Indeed, technical services manager Peter Tayler, claims blackgrass control can be improved and the likelihood of resistance avoided or significantly cut by tank mixing 1500g/ha of IPU with suitable herbicides from a different chemical group. This has been clearly demonstrated in three years trials at the firms development sites near Basingstoke, Cambridge and Thirsk, he claims.

"A significant reduction in the top IPU rate could be a bad blow because this herbicide forms the basis for grass weed control on some 2.5m ha of cereals each year," says Mr Tayler. It also has the advantages over fops and dims of residual activity and of controlling annual meadow grass and key broad-leaved weeds.

"Our trials have shown that the level of blackgrass control is markedly reduced when 1500g/ha of IPU is used." But adding 2.5litres/ha of Stomp (pendimethalin) boosts control to beyond that from the current full rate (2500g/ha) of IPU and offers the bonuses of longer activity and a much wider weed control spectrum, he says.

The trials also show that the same IPU/pendimethalin tank-mix gives better blackgrass control than 3litres/ha of IPU plus 2litres/ha of trifluralin (as in Treflan) and much the same result as the more expensive sequence of 22.5kg/ha of triallate (Avadex) granules followed by IPU/trifluralin.

Herbicide product manager Dick Holden points out that the resistance is increasing. Worldwide the number of resistant species has tripled since 1982 to 113, and the area affected has risen 10-fold. Eighty species are resistant to more than one herbicide, he adds.

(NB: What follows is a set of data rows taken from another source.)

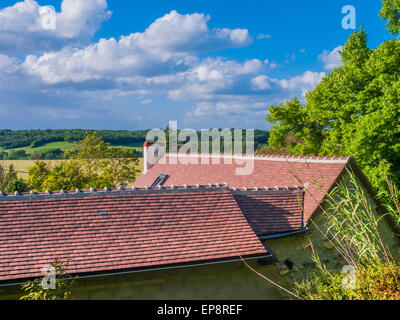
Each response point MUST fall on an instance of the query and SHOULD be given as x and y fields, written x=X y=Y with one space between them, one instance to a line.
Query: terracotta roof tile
x=140 y=230
x=269 y=171
x=272 y=213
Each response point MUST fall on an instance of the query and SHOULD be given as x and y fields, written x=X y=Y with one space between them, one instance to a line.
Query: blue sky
x=138 y=64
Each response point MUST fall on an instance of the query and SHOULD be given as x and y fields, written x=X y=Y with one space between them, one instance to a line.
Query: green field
x=64 y=145
x=22 y=166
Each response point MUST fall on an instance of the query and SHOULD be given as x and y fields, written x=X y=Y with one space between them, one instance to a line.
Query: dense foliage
x=9 y=181
x=355 y=110
x=63 y=283
x=355 y=231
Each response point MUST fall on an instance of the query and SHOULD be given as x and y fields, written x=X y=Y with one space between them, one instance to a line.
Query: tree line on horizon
x=11 y=140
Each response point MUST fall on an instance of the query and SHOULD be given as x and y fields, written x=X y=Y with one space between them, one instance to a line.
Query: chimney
x=152 y=152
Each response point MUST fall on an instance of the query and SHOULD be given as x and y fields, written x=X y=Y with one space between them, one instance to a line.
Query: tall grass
x=353 y=228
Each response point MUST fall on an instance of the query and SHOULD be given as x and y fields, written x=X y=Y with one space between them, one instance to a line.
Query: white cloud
x=260 y=83
x=168 y=45
x=305 y=82
x=22 y=32
x=263 y=36
x=331 y=59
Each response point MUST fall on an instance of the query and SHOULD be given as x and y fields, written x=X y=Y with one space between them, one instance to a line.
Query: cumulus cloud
x=261 y=83
x=104 y=80
x=168 y=45
x=305 y=82
x=263 y=36
x=22 y=28
x=331 y=59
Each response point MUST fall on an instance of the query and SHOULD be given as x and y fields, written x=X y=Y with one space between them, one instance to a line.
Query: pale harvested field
x=21 y=166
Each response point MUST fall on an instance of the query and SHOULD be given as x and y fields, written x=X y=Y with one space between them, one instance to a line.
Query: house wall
x=225 y=280
x=218 y=281
x=299 y=248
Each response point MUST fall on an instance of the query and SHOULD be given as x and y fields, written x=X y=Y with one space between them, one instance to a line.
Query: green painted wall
x=225 y=280
x=218 y=281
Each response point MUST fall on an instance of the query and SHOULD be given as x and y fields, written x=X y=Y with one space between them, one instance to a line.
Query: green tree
x=64 y=283
x=19 y=185
x=355 y=110
x=391 y=12
x=7 y=176
x=37 y=174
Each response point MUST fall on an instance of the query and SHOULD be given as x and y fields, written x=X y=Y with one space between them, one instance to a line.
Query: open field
x=22 y=166
x=64 y=145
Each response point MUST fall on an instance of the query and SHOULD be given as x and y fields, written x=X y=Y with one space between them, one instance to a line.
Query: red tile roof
x=269 y=171
x=142 y=229
x=272 y=213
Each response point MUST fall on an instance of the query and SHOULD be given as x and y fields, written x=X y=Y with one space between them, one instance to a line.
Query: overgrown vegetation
x=9 y=181
x=354 y=230
x=355 y=110
x=62 y=286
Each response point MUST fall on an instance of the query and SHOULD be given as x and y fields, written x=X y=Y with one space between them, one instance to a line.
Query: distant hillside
x=52 y=143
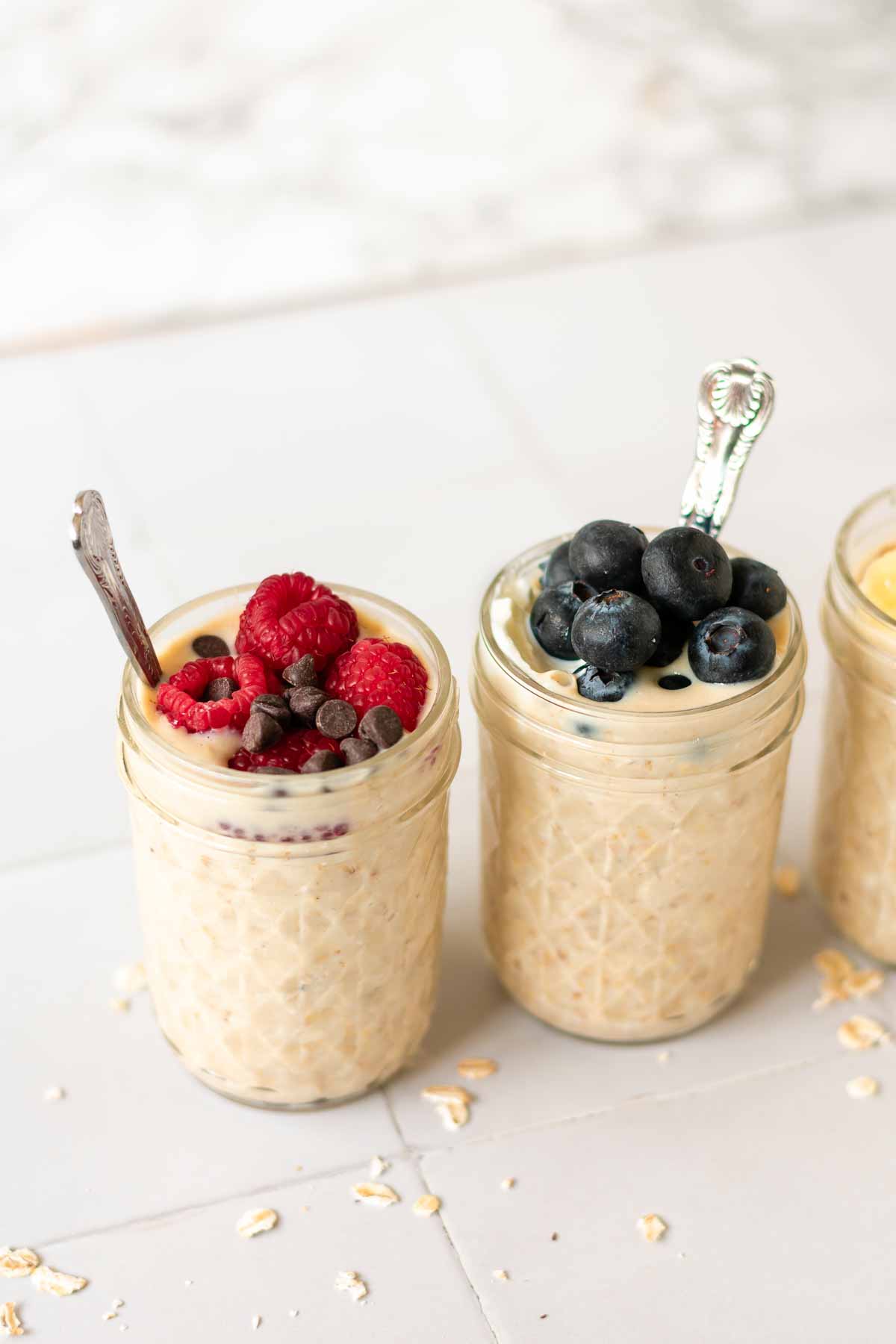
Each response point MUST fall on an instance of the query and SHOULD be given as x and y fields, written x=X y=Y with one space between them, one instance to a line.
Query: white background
x=411 y=443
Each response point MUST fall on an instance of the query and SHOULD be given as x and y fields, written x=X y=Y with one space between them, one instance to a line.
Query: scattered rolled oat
x=348 y=1281
x=788 y=880
x=652 y=1228
x=18 y=1263
x=862 y=1088
x=53 y=1281
x=10 y=1323
x=131 y=979
x=860 y=1033
x=378 y=1196
x=476 y=1068
x=257 y=1221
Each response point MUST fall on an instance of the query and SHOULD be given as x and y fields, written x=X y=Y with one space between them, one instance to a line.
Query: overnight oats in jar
x=855 y=853
x=287 y=788
x=637 y=698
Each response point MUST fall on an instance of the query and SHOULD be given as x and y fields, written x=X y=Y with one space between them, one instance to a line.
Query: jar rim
x=612 y=712
x=134 y=724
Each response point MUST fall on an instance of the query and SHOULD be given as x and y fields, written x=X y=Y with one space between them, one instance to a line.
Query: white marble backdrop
x=176 y=159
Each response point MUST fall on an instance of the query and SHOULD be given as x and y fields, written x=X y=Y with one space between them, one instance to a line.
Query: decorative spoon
x=96 y=551
x=734 y=405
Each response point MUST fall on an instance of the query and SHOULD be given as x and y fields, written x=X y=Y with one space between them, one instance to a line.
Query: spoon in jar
x=96 y=551
x=734 y=405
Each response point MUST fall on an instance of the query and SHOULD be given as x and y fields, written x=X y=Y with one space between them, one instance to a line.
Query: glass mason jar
x=856 y=821
x=626 y=856
x=292 y=924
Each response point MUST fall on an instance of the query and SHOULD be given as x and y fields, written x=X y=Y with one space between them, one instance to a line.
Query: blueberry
x=608 y=556
x=731 y=645
x=558 y=569
x=687 y=573
x=615 y=631
x=672 y=641
x=758 y=588
x=608 y=687
x=553 y=613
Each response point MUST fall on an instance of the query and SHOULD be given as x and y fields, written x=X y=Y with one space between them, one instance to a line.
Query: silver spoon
x=734 y=405
x=96 y=551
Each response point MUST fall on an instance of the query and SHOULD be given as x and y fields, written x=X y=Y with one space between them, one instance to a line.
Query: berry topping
x=290 y=753
x=615 y=631
x=687 y=573
x=210 y=647
x=606 y=687
x=381 y=672
x=608 y=554
x=180 y=699
x=290 y=615
x=731 y=645
x=756 y=586
x=558 y=569
x=553 y=615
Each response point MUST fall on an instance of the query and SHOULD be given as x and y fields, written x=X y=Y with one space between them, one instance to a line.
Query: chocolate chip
x=336 y=719
x=220 y=688
x=382 y=726
x=210 y=647
x=305 y=700
x=273 y=705
x=356 y=750
x=261 y=732
x=323 y=761
x=302 y=672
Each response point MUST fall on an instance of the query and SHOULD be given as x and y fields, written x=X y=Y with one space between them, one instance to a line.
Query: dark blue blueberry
x=672 y=641
x=687 y=573
x=758 y=588
x=731 y=645
x=675 y=682
x=615 y=631
x=553 y=613
x=608 y=687
x=608 y=554
x=558 y=569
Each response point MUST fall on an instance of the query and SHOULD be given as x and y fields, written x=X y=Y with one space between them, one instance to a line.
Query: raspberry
x=179 y=699
x=290 y=615
x=381 y=672
x=290 y=752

In the UK the main threat is resistant grass weeds, says Mr Holden. "But it has been estimated that the incidence of affected fields could be up to eight times the reported number.

"Many farmers assume that agrochemical manufacturers will develop an endless stream of herbicides to overcome the problem, but they are wrong," he says. "Over 70% of the herbicides used for grass weed control have only two modes of action and that tends to encourage the resistance problem."

There may not be any new herbicides to save the day, so it is essential to exploit existing ones intelligently, says Mr Holden. To assist in this Cyanamid has developed a weed management strategy and set up an allied Weed Management Club to explain resistance and help farmers to prevent or successfully live with it. The rapid increase in membership to about 1500 is seen as a clear indication of growers concern.

But like preventable human health problems, resistance is something many growers tend to disregard until it has happened, according to the firms weed management specialist Dr Antony Goulds.

"The trouble is that once youve got herbicide-resistance you have to sharpen up your management and spend more on control to allow you to live with it."

In parts of the US and Canada it is seriously cutting farm incomes, he maintains. Despite that a recent Cyanamid survey suggests UK growers still do not take the problem seriously enough. Although 33% of nearly 1000 respondents had "experienced weed resistance" only 35% of that proportion had had a test done to confirm or disprove it.n


&#8226 Reduced IPU dose need not lead to resistance

&#8226 Suitable tank mixes enhance IPU performance

&#8226 Limited chemical alternatives

&#8226 Resistance threat must be taken seriously.

Below: Blackgrass resistant to fop, dim, and isoproturon herbicides in a Cyanamid mixed chemistry trial at Abingdon, Oxon. Tests for resistance should be more widely used, staff suggest.

Growers must tighten up blackgrass management to keep crops this clean, warns Dr Antony Goulds.